With regards to the number of animals used:
Unfortunately, although n=6 per group would have improved the study robustness, this would not have been approved by the University of KwaZulu-Natal Animal Ethics Committee which stringently adheres to the three Rs for animal research design - Replacement, Reduction and Refinement. With the use of power calculation based on similar studies in the literature, n=4 per group was determined to hold enough statistical power for this study. This is outlined in the methods in section 2.1, line: 79-81.
With regards to phenserine other actions:
While it is well-known that phenserine’s main action is to inhibit acetylcholinesterase, there is little to no acetylcholinesterase found in the HEK293 cell line. Additionally, phenserine can also reduce α‑synuclein and huntingtin protein in a similar mechanism to APP. However, the levels of these two proteins are low to undetectable in the HEK293 cell line (21.2 and 14.4 nTPM) especially when compared to that of APP (236.7 nTPM) (https://www.proteinatlas.org/). While an accumulated effect of reduction of all three proteins to restore mitochondrial function is conceivable, since the cell line has such low level of α‑synuclein and huntingtin protein already, removal was expected too negligible.
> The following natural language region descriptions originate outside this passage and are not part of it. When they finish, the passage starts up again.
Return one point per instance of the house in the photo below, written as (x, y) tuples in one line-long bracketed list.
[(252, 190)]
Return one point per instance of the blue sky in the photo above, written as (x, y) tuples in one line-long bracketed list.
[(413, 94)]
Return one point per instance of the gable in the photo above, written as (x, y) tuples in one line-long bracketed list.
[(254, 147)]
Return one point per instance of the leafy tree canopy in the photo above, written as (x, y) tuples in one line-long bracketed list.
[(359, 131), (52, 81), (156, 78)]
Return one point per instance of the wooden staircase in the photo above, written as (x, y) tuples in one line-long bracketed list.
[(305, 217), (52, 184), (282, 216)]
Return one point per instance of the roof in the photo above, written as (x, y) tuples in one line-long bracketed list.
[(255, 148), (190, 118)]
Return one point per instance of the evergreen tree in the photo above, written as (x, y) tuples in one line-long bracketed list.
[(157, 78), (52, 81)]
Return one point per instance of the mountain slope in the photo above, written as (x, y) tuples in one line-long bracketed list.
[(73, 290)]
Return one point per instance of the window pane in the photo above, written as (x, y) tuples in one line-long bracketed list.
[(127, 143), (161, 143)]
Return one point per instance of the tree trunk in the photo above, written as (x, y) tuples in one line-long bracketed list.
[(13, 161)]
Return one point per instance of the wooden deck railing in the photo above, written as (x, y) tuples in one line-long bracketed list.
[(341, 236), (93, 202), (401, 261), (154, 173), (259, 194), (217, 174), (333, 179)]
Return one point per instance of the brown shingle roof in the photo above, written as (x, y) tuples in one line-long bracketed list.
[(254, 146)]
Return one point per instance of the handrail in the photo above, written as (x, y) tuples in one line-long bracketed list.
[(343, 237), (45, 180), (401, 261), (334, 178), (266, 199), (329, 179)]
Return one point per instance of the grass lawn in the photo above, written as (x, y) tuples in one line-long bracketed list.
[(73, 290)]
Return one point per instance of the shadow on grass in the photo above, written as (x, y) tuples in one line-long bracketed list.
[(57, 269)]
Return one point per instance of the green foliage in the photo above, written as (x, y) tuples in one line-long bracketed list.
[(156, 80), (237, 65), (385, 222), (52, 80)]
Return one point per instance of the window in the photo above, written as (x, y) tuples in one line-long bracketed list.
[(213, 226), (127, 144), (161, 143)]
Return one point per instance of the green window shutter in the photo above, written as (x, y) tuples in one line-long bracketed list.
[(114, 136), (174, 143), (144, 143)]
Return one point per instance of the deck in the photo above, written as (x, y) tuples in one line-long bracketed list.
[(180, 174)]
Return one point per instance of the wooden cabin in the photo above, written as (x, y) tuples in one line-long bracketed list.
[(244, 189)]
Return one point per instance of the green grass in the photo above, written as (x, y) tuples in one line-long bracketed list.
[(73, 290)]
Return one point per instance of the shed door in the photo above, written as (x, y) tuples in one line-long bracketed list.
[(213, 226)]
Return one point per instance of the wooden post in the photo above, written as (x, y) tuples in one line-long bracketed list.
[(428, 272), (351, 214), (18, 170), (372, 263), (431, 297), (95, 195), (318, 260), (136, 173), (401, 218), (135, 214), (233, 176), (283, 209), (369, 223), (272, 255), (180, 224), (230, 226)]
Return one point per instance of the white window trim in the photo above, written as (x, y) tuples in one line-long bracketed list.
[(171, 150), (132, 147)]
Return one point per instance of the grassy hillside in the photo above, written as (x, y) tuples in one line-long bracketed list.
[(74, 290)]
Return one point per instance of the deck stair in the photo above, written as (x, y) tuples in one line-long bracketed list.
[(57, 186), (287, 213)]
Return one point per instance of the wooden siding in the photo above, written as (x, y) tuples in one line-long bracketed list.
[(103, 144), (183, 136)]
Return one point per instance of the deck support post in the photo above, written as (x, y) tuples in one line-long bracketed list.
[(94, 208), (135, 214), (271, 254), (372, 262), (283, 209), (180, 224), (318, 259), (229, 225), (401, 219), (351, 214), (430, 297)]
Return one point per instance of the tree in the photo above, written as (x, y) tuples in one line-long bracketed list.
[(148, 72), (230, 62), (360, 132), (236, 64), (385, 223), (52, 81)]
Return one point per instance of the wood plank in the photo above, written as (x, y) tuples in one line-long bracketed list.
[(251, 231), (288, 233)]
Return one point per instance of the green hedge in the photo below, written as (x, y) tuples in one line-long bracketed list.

The following was added to the manuscript to clarify the use of phenserine:
Section 3.4, line 404-406: “The HEK293 cell line – known to have high-levels of endogenous APP – in comparison, express little to none of the other described phenserine targets: acetylcholinesterase, α-synuclein and huntingtin [35-39].”
With regards to no complex I activity in fig5:
Complex I activity was not provided for the in vitro assays. Several attempts to obtain specific complex I activity were made from isolated mitochondria from cell culture however little rotenone-sensitive activity could be detected with the majority of the activity being rotenone-resistant and therefore would not constitute only complex I activity but other dehydrogenase activity found within the mitochondria. Therefore, as an additional orthogonal assay for mitochondrial function, the TMRE assay was used which gave better more consistent results in mammalian cell culture. This problem was not found for complex I activity from mitochondria isolated from tissue.